Fisher Camac

No. 14 – Virginia Cavaliers
- Position: Defensive end
- Class: Senior

Personal information
- Height: 6 ft 7 in (2.01 m)
- Weight: 248 lb (112 kg)

Career information
- High school: Highland (Gilbert, Arizona)
- College: UNLV (2022–2024); Virginia (2025–present);
- Stats at ESPN

= Fisher Camac =

American football player

Fisher Camac is an American college football defensive end for the Virginia Cavaliers. He previously played for the UNLV Rebels.

== Early life ==
Camac attended Highland High School in Gilbert, Arizona. As a senior, he totaled 6.5 sacks and two interceptions, leading Gilbert to a state championship. Following his high school career, Camac committed to play college football at the University of Nevada, Las Vegas.

== College career ==
Camac redshirted in 2022 and played in just eight games in 2023, totaling five tackles and a sack. His production increased in 2024, earning a starting role in the Rebels' defense. In the 2024 LA Bowl against California, Camac recorded three sacks and a forced fumble.
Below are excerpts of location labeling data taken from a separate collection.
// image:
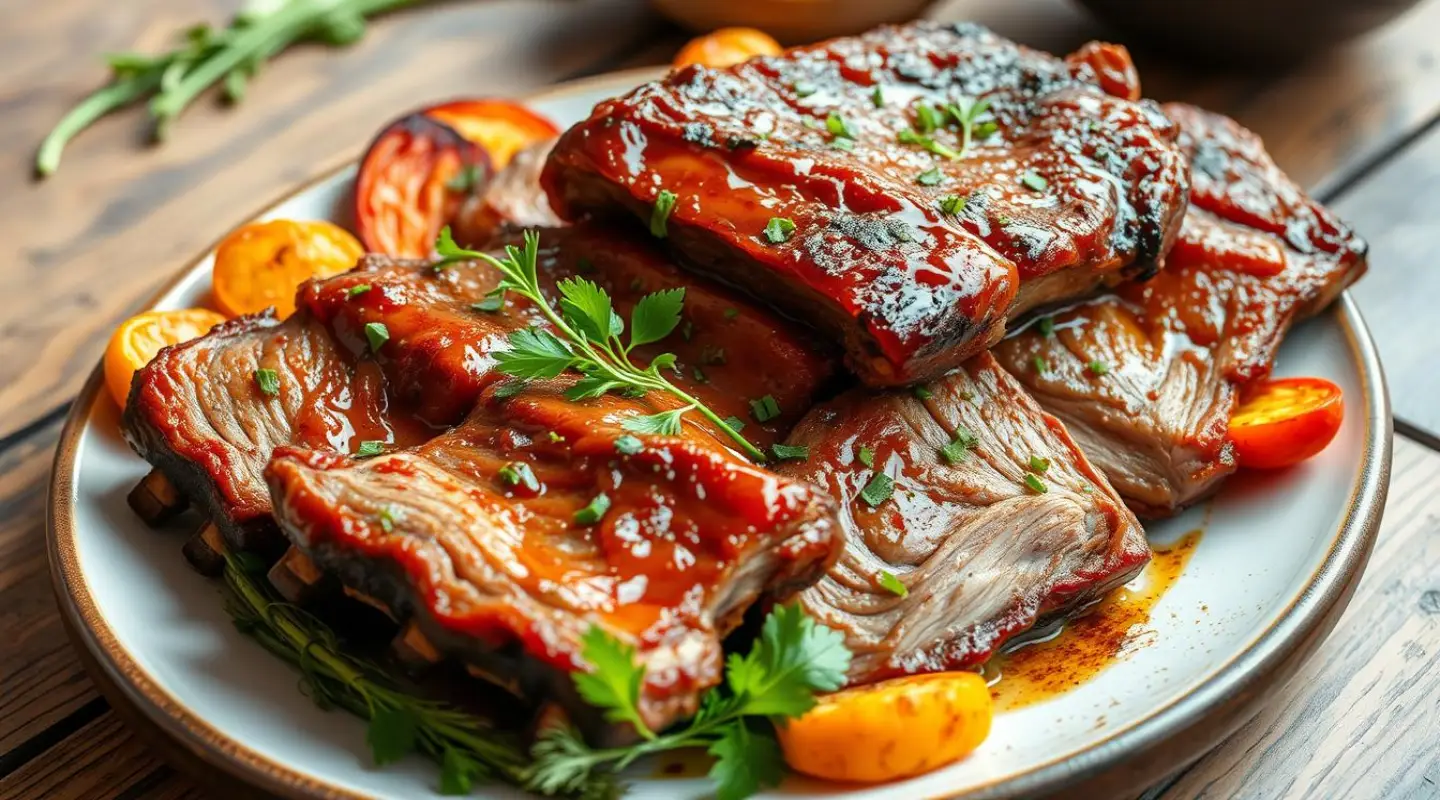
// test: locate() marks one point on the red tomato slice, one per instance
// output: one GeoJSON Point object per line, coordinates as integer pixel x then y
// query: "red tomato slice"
{"type": "Point", "coordinates": [1286, 420]}
{"type": "Point", "coordinates": [501, 127]}
{"type": "Point", "coordinates": [412, 180]}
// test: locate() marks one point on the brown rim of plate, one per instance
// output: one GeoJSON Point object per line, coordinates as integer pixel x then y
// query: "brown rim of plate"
{"type": "Point", "coordinates": [1126, 760]}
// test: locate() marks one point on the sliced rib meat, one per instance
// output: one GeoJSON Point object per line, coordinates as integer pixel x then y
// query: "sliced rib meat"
{"type": "Point", "coordinates": [1146, 377]}
{"type": "Point", "coordinates": [1073, 189]}
{"type": "Point", "coordinates": [982, 554]}
{"type": "Point", "coordinates": [509, 577]}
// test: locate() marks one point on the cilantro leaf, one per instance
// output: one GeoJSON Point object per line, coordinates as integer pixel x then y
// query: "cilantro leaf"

He finished the 2024 season tallying 46 tackles, 7.5 sacks, and a forced fumble. Following the season, Camac transferred to the University of Virginia. He earned a starting position with the Cavaliers in 2025, being named the Atlantic Coast Conference Defensive Lineman of the Week after registering six tackles, two sacks, and 2.5 tackles-for-loss in a win against Duke.